OK, so why is inn holding a locked vnode while it's sleeping for the
suspend?  That's pretty clear -- there's a vn_lock(vp) which happens to
be the vnode in question (0xc19af318) in vm_object_sync(), line 1022.

Now for the really hard question:  Fixes.  The obvious (but not so
elegant) fix is for the snapshot creation code to run under Giant,
which will hold vm_object_sync out at the correct place.

But that's *adding* Giant, which seems like a bad idea.
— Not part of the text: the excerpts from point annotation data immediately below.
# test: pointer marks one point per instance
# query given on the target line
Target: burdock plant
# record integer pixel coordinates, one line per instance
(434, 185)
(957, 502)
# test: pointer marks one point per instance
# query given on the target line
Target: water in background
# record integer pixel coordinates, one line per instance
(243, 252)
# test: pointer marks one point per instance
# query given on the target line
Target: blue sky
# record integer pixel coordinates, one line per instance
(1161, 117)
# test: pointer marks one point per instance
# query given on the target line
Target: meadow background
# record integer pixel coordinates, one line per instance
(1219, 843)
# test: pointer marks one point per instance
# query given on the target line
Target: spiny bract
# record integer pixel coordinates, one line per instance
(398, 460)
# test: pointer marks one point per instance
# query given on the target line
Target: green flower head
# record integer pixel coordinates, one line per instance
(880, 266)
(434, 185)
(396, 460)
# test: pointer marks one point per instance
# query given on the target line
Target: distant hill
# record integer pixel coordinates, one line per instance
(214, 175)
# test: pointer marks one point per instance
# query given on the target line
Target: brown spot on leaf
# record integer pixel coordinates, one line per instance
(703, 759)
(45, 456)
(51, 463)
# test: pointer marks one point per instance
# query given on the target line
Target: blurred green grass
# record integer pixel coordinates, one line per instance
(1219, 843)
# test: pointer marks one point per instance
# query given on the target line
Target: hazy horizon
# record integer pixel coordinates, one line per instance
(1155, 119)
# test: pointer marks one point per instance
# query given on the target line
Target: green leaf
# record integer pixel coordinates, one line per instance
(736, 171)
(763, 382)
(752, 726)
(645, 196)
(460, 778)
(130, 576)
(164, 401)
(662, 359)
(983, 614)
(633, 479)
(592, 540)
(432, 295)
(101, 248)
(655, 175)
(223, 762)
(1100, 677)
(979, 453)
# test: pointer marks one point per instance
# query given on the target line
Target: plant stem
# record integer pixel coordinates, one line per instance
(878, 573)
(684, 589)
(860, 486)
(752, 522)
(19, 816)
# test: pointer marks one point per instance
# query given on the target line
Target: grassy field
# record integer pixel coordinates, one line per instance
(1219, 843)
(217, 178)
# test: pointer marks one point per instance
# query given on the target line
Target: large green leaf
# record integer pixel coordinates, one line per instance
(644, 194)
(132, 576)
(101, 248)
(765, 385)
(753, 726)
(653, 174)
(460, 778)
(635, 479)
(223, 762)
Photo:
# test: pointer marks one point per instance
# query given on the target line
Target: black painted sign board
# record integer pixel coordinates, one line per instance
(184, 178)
Also, it seems like this bug should be easily reproduced by having
a process do a lot of msync() while another creates snapshots.  I
don't have a box that's scratch enough to try running that on,
though.

>How-To-Repeat:

This is somewhat difficult to repeat.  Running innd on a system that
gets backed up daily causes the deadlock roughly once evey few weeks.

>Fix:

Kirk wrote:
Excellent detective work on your part. The invarient that is being
broken here is that you are never supposed to hold a vnode locked
when you call vn_start_write. The call to vn_start_write should
be done in vm_object_sync before acquiring the vnode lock rather
than later in vnode_pager_putpages. Of course, moving the
vn_start_write out of vnode_pager_putpages means that we have to
track down every other caller of vnode_pager_putpages to make sure
that they have also done the vn_start_write call as well.
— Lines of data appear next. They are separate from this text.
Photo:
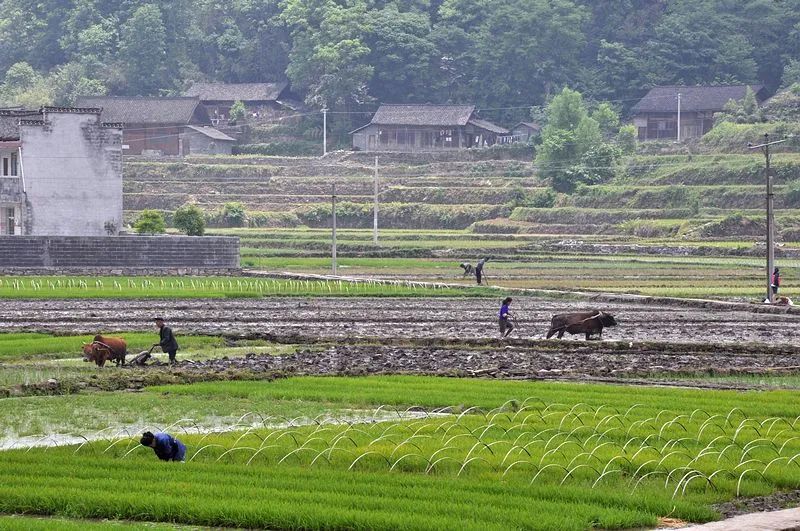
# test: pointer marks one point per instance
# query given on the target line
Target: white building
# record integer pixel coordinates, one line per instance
(60, 173)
Jeff Robertson has come up with a much cleaner way of dealing with
the suspension code that I believe he is using in the -current tree.
It puts a hook in the ufs_lock code that tracks the number of locks
held in each filesystem. To do a suspend, it blocks all new lock
requests on that filesystem by any thread that does not already
hold a lock and waits for all the existing locks to be released.
This obviates the need for the vn_start_write calls sprinkled all
through the system. I have copied Jeff on this email so that he
can comment further on this issue as he is much more up to speed
on it at the moment than I am.

Then I wrote:
I'm trying to decide which is a simpler hack-around -- do the Giant
thing, or pull the lock up a level and grep.  Opinions?

To which Kirk replied:
I would definite advocate the pull the lock up a level and grep
option as that is the "correct" solution. If for whatever reason
Jeff decides to stick with the vn_start_write approach, it will
be a solved problem rather than one that needs fixing. Plus we
really don't want to regress on Giant if we can help it.

Naturally, I haven't found the time to get my pull-up working,
a bad combination of job changes and the minor detail that the
vnode code is a bit ... shall we say ... complex?

>Release-Note:
>Audit-Trail:
>Unformatted: